How much does the loophole benefit the rich?

Private-equity managers and others who gain from the carried-interest tax loophole benefit to the tune of up to $18 billion annually, according to Americans for Financial Reform. Between 2018 and 2020, the top five private-equity firms alone received $15 billion in carried interest income, which allowed them to significantly pare their tax bills, the group's analysis found.

"it's a loophole that allows private-equity executives to save money rather than providing any sort of benefit to the economy," Park said.

The American Investment Council argues that handicapping their executives' earnings will hinder their ability to buy companies and improve their performance. 

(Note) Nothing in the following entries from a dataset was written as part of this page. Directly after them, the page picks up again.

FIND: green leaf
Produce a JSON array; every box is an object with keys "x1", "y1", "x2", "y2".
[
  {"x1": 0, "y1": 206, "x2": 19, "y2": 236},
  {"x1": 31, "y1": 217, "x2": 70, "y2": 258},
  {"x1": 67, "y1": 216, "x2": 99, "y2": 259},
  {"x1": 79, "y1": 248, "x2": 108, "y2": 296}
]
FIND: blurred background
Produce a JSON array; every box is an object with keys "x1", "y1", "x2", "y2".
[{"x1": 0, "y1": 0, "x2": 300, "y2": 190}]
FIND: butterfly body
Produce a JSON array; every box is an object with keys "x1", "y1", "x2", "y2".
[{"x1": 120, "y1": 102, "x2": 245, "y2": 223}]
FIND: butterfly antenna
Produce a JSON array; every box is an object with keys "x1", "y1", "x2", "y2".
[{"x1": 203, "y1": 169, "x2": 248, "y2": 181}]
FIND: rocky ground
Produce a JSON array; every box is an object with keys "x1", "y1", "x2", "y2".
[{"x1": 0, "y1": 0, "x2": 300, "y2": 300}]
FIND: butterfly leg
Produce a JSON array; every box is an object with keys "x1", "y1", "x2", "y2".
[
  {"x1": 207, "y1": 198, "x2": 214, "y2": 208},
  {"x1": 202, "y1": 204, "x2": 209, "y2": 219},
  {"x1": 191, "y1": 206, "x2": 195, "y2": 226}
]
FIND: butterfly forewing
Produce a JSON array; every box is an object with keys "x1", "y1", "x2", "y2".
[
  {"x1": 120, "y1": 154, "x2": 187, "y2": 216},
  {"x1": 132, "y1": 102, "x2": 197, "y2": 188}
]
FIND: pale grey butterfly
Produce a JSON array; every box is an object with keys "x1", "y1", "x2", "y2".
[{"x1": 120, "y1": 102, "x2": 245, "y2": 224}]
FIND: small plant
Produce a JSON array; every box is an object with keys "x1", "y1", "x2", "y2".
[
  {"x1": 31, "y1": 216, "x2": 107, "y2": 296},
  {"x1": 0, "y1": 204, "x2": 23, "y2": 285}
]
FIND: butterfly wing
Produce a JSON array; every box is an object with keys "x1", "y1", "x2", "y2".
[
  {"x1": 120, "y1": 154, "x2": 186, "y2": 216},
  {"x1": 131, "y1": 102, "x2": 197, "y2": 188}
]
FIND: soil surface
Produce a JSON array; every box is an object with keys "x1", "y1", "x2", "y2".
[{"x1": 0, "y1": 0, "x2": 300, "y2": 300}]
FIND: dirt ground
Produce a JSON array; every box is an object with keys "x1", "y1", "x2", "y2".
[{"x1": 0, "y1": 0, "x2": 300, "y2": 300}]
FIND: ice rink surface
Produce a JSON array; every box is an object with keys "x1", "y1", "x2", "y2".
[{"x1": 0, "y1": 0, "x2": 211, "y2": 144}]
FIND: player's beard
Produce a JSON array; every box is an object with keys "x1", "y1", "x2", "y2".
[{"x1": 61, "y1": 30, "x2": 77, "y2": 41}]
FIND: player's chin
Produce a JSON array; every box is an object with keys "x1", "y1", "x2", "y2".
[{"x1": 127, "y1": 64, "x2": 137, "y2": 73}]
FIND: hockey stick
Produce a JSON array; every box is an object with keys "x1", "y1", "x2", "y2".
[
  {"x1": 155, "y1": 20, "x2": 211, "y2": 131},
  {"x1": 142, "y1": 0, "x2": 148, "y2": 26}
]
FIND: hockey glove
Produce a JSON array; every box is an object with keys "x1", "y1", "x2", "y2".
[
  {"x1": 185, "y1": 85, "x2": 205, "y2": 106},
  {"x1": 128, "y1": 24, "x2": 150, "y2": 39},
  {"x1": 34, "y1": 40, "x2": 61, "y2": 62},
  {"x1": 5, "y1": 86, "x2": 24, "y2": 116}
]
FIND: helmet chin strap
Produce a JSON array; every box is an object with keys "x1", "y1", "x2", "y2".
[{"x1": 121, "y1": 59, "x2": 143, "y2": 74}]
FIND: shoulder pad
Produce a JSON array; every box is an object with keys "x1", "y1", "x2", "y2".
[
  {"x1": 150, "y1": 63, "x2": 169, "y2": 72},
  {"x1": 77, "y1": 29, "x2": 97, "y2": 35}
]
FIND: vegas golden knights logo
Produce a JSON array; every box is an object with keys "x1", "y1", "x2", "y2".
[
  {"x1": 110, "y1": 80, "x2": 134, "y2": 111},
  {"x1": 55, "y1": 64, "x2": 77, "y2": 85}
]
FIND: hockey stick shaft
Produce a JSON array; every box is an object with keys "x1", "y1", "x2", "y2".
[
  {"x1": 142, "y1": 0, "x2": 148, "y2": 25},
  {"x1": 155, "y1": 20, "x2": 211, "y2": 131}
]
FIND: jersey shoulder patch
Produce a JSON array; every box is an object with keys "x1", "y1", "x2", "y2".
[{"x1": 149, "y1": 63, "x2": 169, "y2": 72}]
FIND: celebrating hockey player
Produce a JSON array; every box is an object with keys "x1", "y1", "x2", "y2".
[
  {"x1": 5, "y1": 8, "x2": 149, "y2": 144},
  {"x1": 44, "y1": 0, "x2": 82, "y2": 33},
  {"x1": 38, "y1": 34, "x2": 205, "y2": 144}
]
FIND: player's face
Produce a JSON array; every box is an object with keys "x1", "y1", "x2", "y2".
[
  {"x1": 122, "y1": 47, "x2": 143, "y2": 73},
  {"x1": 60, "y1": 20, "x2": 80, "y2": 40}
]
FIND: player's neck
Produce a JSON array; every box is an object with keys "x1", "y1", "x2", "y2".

But critics note that private-equity firms often hurt workers through layoffs and wage reductions. One University of Chicago research paper found that employment at businesses bought by PE firms shrinks by 4.4%. Buyout firms often saddle acquired companies with debt, such as Toys R Us, which collapsed after a $6.6 billion private-equity buyout left it swimming in debt that hobbled its ability to compete with rivals.

Schumer-Manchin deal lets Democrats move on spending bill 05:23

The tax loophole also results in the IRS losing out on billions of potential revenue, critics say. By partially closing the loophole, the Democrats believe the will raise $14 billion — or about 2% of the bill's overall revenue projection of $739 billion. The biggest revenue generator is expected to be the proposed 15% corporate minimum tax rate, which would raise more than $300 billion. 

The University of Pennsylvania's Penn Wharton Budget Model predicts it will raise $13.1 billion over a decade, slightly lower than the Democrat's projection. 

A better option, wrote University of California tax professor Victor Fleischer on Twitter, would be to extend the investment holding period for 10 years instead of the 5 years proposed by the Inflation Reduction Act. 

"The Schumer-Manchin deal on carried interest isn't great. All it does is extend the holding period from 3 to 5 years, same as the House-passed BBB," Fleischer wrote, referring to the Build Back Better Act. "Most private equity deals are 5-7 years, so most carried interest will continue to be taxed as long term capital gain."